The United States is already responding to these challenges. In the last month, we announced a further $119 million for humanitarian assistance in Iraq, $150 million for stabilization programs for Iraq, and $20 million for the SRTF. Many of you confirmed your own pledges during our meetings this month. We ask that all members of the Coalition consider where your assistance can have immediate impact. As always, my team can work with yours to identify specific projects – from de-mining, to water, electricity, sewage, rubble removal, agriculture, and schools – ready for Coalition support. For those of you making a military contribution in Iraq and Syria, our Department of Defense will be soon be in touch about the next phase of our campaign.
Beyond Iraq and Syria, our meetings also focused on countering Daesh finance, foreign fighters, and messaging. These sessions produced a number of ideas to strangle Daesh networks globally as their physical space in Iraq and Syria recedes. Google, the Middle East Broadcasting Center, and other companies joined our sessions on countering Daesh propaganda and messaging. This is truly a cooperative effort between our Coalition partners, international organizations and the private sector, and we will look to enhance such engagement through the second half of this year.

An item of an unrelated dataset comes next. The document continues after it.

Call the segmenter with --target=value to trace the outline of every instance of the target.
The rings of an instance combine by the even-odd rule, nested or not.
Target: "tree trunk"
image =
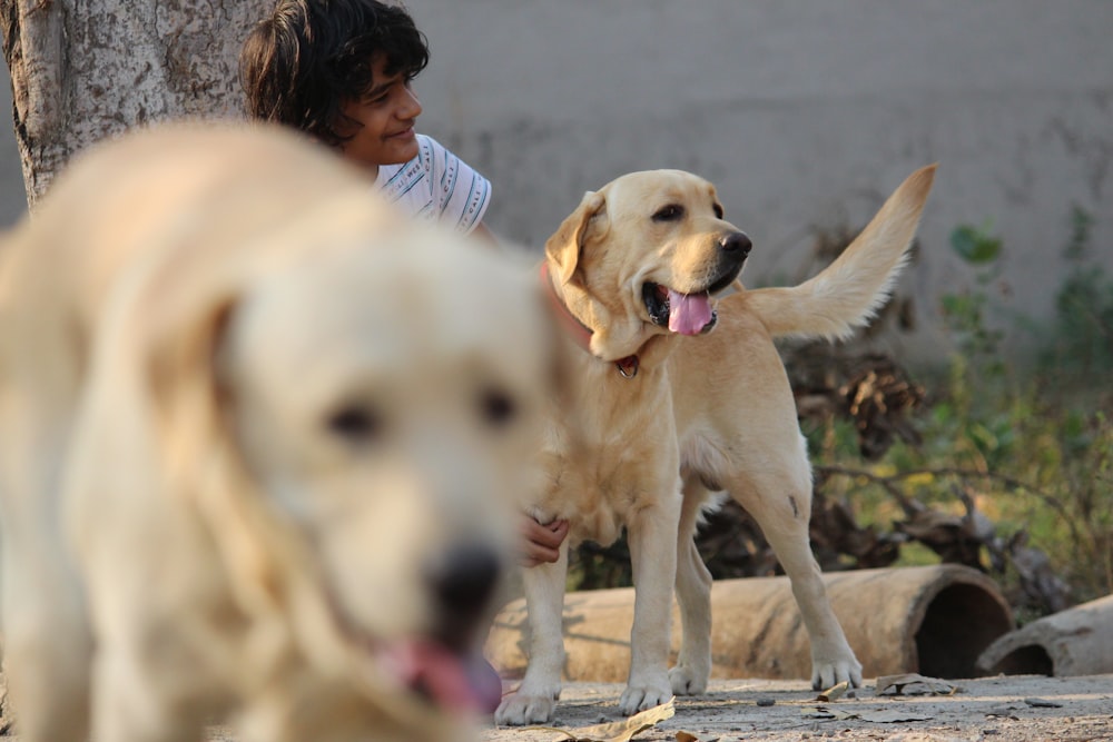
[[[242,115],[239,46],[273,0],[0,0],[28,205],[134,126]]]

Our Coalition continues to grow. In recent weeks, we have welcomed Djibouti, Chad, Niger, and Ethiopia, bringing our total membership to 73, including 69 countries and four international organizations – NATO, EU, INTERPOL, and the Arab League. Our newest members have helped orient our focus on the extremist networks on the African continent, and we must work together to sever the weakening connections between the ISIS core in Syria and Iraq, and its global affiliates in Africa, East Asia, South Central Asia, or anywhere else ISIS seeks sanctuary.
On behalf of President Trump, Secretary of State Tillerson, Secretary of Defense Mattis, and our entire National Security Team, I want to thank you again for participating in the meetings here this month. I also thank you in advance for all that we will continue to do together as a part of this historic and growing Global Coalition to Defeat Daesh.